OpenClovis Availability Management Framework (AMF) -

Introduction

Availability Management Framework (AMF) manages almost the activities of a component and node: starting/stopping component, doing health check of component, shutting down a node, performing policies on entities: instantiating Node, SU, SG, shutting down Node, computing recovery action when component failure, performing CSI Set/CSI removal… let’s discover the functionalities of AMF in the following sections.

Overview

The OpenClovis AMF functions are collectively implemented in the Availability Management Service (AMS) and the Component Manager (CPM) software components.

AMS is the primary decision making entity in the system with respect to service availability.

The CPM is the operational manager entity and is responsible for managing the various components through their life cycle, based on the configured policy as well as directions from AMS.

AMS and CPM together maintain a view of the system model that describes the various software and hardware components in the system, their attributes, dependencies on each other, rules for grouping them together for providing services availability, current state and policies to be applied in the event of failure.

Availability Management Service (AMS)

Availability Management Service (AMS) comes with a default set of policies on how to recover a service.

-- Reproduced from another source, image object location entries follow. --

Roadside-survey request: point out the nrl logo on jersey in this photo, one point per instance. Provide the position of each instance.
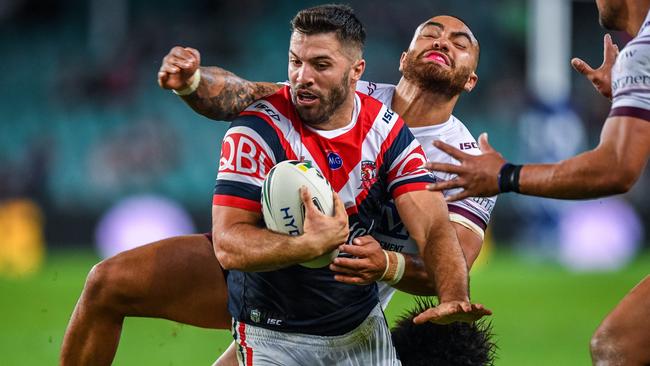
(368, 174)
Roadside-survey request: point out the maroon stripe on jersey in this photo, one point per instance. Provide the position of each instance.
(630, 112)
(410, 187)
(291, 155)
(346, 145)
(236, 202)
(468, 215)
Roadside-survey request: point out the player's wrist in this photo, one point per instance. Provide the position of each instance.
(195, 79)
(508, 178)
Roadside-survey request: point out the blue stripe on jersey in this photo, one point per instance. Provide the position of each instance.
(238, 189)
(264, 129)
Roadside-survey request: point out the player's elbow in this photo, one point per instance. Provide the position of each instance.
(621, 181)
(226, 258)
(606, 345)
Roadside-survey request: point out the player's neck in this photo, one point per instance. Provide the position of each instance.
(341, 116)
(420, 107)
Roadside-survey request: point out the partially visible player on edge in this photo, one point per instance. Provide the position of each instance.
(284, 313)
(112, 291)
(611, 168)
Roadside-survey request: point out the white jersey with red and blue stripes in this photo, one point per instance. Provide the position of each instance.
(631, 77)
(474, 212)
(371, 160)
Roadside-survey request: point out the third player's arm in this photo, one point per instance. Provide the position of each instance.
(611, 168)
(427, 220)
(222, 95)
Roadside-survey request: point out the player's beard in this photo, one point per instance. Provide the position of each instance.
(433, 77)
(328, 103)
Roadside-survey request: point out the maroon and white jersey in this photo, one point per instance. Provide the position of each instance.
(473, 213)
(631, 77)
(371, 160)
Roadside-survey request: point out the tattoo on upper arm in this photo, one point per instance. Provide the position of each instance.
(224, 95)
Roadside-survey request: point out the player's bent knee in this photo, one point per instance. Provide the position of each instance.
(102, 288)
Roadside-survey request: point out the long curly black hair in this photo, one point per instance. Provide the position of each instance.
(456, 344)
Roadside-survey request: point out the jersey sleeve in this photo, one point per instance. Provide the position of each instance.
(405, 160)
(631, 80)
(249, 149)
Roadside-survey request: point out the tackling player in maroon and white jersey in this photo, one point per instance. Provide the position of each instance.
(610, 168)
(110, 294)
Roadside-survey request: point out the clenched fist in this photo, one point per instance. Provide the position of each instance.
(178, 68)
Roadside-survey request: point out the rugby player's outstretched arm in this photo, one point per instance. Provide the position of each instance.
(212, 92)
(241, 244)
(427, 220)
(368, 263)
(611, 168)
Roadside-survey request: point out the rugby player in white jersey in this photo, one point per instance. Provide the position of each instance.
(612, 167)
(443, 48)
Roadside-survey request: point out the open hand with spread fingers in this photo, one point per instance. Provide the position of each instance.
(366, 265)
(601, 77)
(476, 174)
(452, 311)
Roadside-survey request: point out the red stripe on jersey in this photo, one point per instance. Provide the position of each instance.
(346, 145)
(412, 163)
(291, 155)
(236, 202)
(380, 157)
(410, 187)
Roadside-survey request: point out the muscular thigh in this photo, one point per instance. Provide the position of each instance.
(177, 278)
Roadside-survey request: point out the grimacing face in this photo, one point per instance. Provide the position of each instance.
(442, 57)
(320, 75)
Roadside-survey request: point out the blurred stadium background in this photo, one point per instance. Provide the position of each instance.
(94, 158)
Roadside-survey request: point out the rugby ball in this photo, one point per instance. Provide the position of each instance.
(282, 207)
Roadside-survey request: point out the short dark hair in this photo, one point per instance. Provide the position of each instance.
(336, 18)
(456, 344)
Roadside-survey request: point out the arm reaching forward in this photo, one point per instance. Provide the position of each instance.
(210, 91)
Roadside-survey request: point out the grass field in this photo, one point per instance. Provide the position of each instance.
(543, 314)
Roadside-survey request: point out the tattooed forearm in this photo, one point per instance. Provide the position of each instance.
(222, 95)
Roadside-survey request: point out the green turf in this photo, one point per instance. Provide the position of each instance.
(543, 314)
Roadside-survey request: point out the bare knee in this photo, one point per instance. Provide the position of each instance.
(609, 346)
(103, 289)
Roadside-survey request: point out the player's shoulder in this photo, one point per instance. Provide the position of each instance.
(274, 109)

These include restart or switchover of services to a standby. The following are the functions of AMS:

Defining System Model
Service Unit and Component Lifecycle Management
Service Group Management
Best Possible Assignment at Boot-time
CSI Assignment
Node Management
Administrative Control
Fault Recovery
Faults at Node
AMF Client AP

Component Manager (CPM)

The CPM is an operational manager entity, responsible for managing the various Service Units and components through their lifecycle, based on configured policy and instructions from the AMS. The following are the functions of CPM:

Hierarchical Component Management
Boot Management
Basic Component Lifecycle Management
Component Health Monitoring
Failure Event Generation
Automatic Logging of Health State Changes

CPM-AMS interaction

In SAFplus Platform world, the Availability Management Framework is implemented as two entities Availability Management Service (AMS) and Component Manager (CPM). Even though both the entities are in the same process, there is a very clear separation of functionalities between AMS and CPM.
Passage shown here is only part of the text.